Only when they were out under the sable blanket of the night sky, Gil holding to Rudy’s cloak, her drawn sword in her free hand, did Rudy ask, “You okay?” There was no need to whisper. A trace of glamour had gotten them past the door Guards, and the wide-flung patrols had reported no sign of Raider or bandit anywhere near the Vale as of twilight. They had shut the Keep doors behind them, and in a weird way the Vale felt safe—safe in the moveless pall of death that lingered there still, like the oddly sculpted cones of unmelted snow remaining where the woods’ shadows lay thick. No owl hooted, nor cried wolf, coyote, or any living thing. Their bodies had all been taken up by scavenging parties—stripped, broken, smoked, and stored. Rudy’s mageborn eyes made out the black ranks of pine and cottonwood above the path, limp heaps of cold-killed summer vegetation rotting around their feet.
“Nightmares.” There was casual dismissal in Gil’s voice.
“About that thing in Penambra?”
“Yeah.” Her tone was cool, the way it was when she was in pain and didn’t want to talk about it. She’d left off covering the wound in her face. It still wasn’t healing. “Some. No. I don’t know.” In the stillness he could hear the creak of her boot leather, the swish of the satchel against the hide coat, the faint scrunching of his own boots on the pine mast underfoot. Wind breathed a soughing sound from the trees and then fell still. Before them, St. Prathhes’ Glacier stretched in a pearly rampart, nearly two hundred feet high, poised between the black teeth of the rocks.
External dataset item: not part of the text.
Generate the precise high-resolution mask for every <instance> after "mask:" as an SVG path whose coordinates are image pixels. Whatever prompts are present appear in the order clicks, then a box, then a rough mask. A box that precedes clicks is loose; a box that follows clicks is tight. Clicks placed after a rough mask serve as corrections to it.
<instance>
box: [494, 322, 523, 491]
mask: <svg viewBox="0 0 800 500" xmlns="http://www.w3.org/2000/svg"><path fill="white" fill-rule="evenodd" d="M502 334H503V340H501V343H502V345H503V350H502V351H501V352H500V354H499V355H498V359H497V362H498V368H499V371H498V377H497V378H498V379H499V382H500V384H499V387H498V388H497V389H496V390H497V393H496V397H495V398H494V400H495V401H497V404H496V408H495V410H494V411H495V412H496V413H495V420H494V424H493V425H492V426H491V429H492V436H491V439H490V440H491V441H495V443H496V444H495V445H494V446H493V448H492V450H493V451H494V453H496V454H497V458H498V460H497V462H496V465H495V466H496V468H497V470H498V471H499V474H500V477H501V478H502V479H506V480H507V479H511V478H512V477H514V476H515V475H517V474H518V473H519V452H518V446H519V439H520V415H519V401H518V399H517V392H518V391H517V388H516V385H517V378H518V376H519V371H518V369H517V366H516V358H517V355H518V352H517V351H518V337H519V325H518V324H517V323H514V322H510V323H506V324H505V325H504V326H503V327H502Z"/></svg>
“Jewels,” Gil said finally, but she sounded puzzled. “I dreamed about … jewels.”
“You mean a treasure?”
“No. It was inside a jewel. Things that looked like jewels.”
The steady pressure of her grip on his cloak altered as her hand moved a little, a fumbling gesture, as if trying to express something she wasn’t sure how to envision. “They hurt Ingold,” she said after a long time. “These three … things. Made of jewels. They were playing the flute to the thing that sleeps in the pool. Now and then things would crawl out of the slunch in the pit in front of them. Blood …” She frowned, like a sleeper disturbed by incongruity but unable to wake.
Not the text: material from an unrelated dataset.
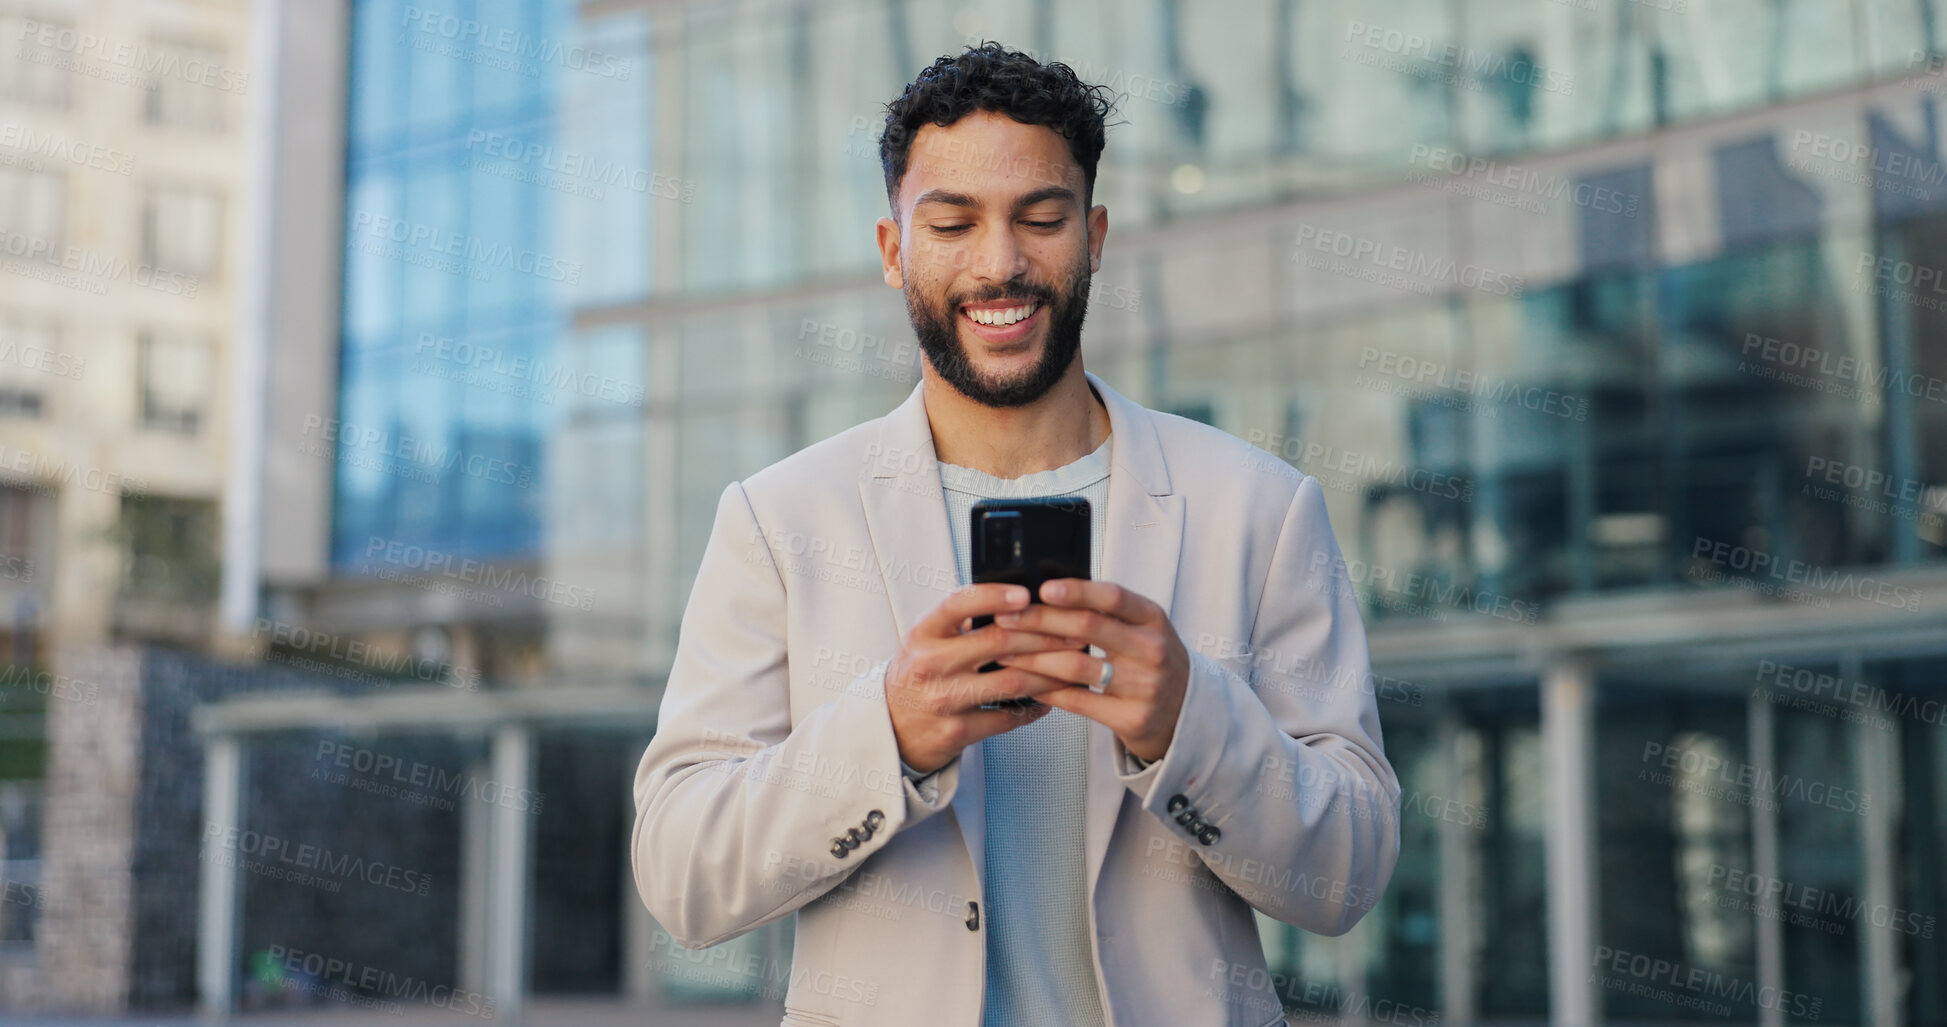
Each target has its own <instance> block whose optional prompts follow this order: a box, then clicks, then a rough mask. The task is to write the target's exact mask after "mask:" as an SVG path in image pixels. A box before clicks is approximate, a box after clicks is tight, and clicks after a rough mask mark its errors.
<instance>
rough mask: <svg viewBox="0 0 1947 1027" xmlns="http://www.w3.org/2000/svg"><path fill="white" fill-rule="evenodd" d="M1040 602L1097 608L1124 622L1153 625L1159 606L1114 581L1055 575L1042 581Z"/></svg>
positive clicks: (1090, 608) (1081, 608)
mask: <svg viewBox="0 0 1947 1027" xmlns="http://www.w3.org/2000/svg"><path fill="white" fill-rule="evenodd" d="M1042 602H1046V604H1049V606H1067V608H1081V610H1098V612H1102V614H1108V616H1112V618H1116V620H1121V622H1127V624H1153V622H1155V620H1157V618H1158V616H1160V614H1162V606H1157V602H1155V600H1151V598H1149V596H1143V594H1141V592H1133V590H1129V589H1123V587H1121V585H1116V583H1114V581H1090V579H1086V577H1057V579H1049V581H1046V583H1042Z"/></svg>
“Are they up at the Nest?” Rudy pitched his words to be no more than a murmur in the dark, so as not to bring her away from the borderlands where she could still see down into her dream.
“I don’t think so.”
“In the Keep, maybe?”
She thought about that for a long time. “They’re in this jewel,” she said at last. “It’s full of mist, and there’s a statue there without any eyes, staring ahead into the darkness. But there’s light where they are, only it isn’t really light.”
Light that was not really light flickered ahead of Rudy, a wizard’s signal among the mourning humps of the stones. Five years ago Gil had shown Rudy the trail over which Ingold had led her from the Nest in what had once been a city of the Dark, and that trail was gone now, swallowed by St. Prathhes’ inexorable advance. Great heaps of wanly glittering ice lay all along the glacier’s feet, broken from the wall above, and all the ground between the Four Ladies and what had been the trail head lay under a sheet of water, milky in the night.
The miniature elfwood of dwarf alder that had grown hereabouts was dying. One end of the meadow was leprous with slunch.
“Ingold?” called Rudy softly. “You there, man?”
“As much of me as is left after coming over the glacier.” What Rudy thought was one of the Four Ladies moved, and the frost he thought he’d seen dislimned itself into wispy hair and an unkempt beard. Ingold levered himself to his feet using his staff. Fingers and palms were bandaged, the rags that wrapped them crusted with blood. “Did you bring food?”